We scientists are all so focused on getting our work published that many of us seem to forget something very important; that publication is just the beginning. After publication is when our manuscripts really have to do their essential work of communicating our science to our peers.
If no-one reads the manuscript, we might as well have not done the science in the first place.
The same goes if no one gets the message of what we have done, and why is it important to the field.
So making your manuscript easy to read is absolutely essential, especially as literature searches become increasingly crowded.
But what makes a manuscript readable?
There are all sorts of approaches and nuances to making a manuscript readable and attention-grabbing. And those are well worth studying. But for an easy way to make an immediate impact on the readability of your writing, try this 5-minute Readability Exercise.
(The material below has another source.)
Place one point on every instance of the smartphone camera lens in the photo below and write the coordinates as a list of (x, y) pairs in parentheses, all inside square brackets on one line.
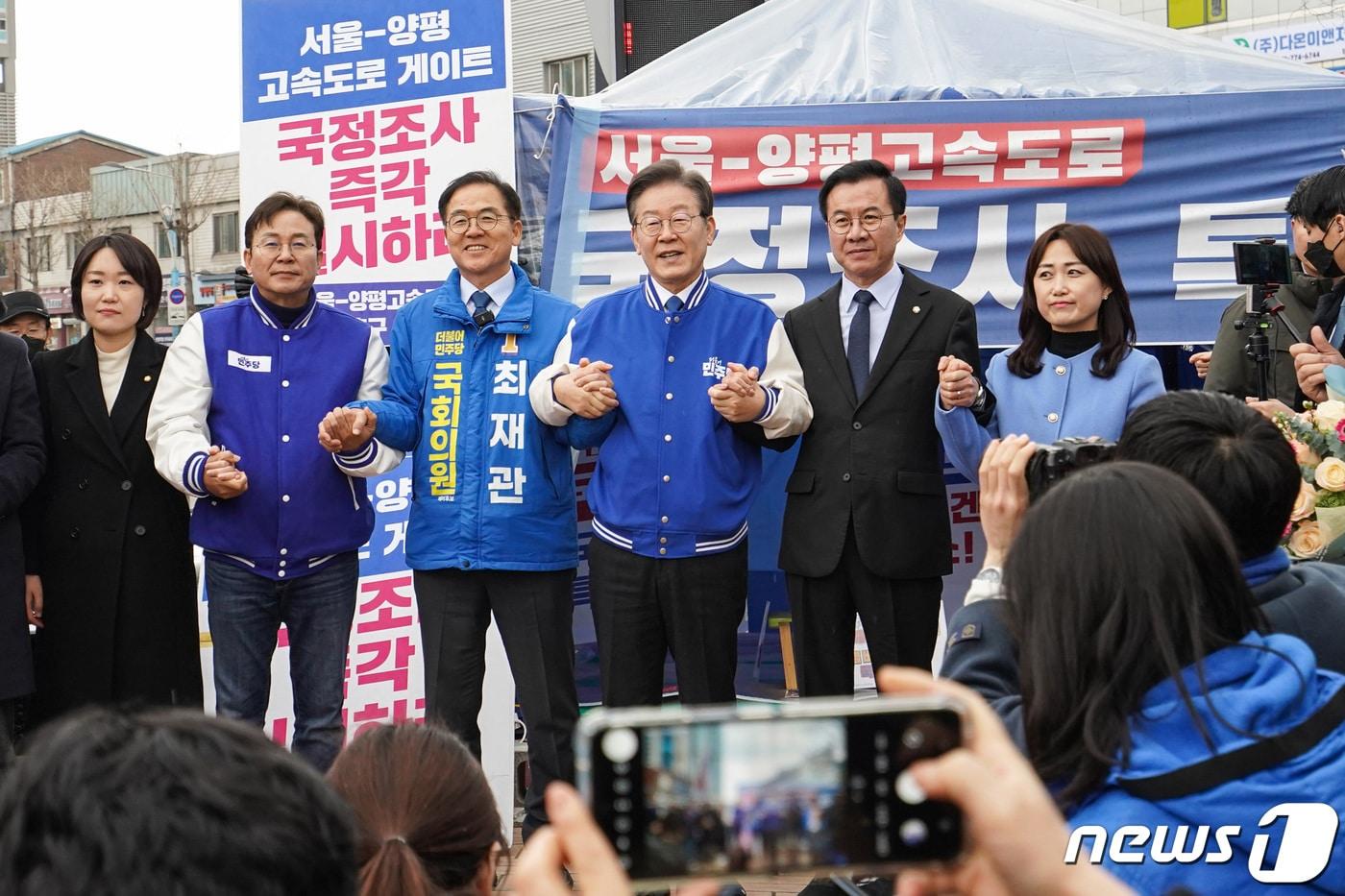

Take any manuscript that comes to hand. Scan it for 5 minutes (set a timer) and assess it on these 5 key points:
- Purpose of the research: Is it clearly stated?
- Key points of the work: Are they logically presented?
- Implications of the research: Are they clear and boldly specified?
- Use of Language: Is it jargon free, easy to follow?
- Appeal: Does it grab you? Does it make you want to read more?
If you do this for one paper per day, you’ll quickly start to build up an instinct of what makes a paper readable and attractive. Make sure you vary the types of manuscripts that you use for the exercise. Try manuscripts from different – even wildly different- fields, areas you know well, a little and not at all. This will stretch your readability muscles in different directions and give you a better result.
I really like this approach because you don’t have to become immersed in all sorts of viewpoints and techniques on how to write. Instead, you are reverse engineering your own approach that will come naturally to you, and make it much easier to adopt when it comes to writing yourself.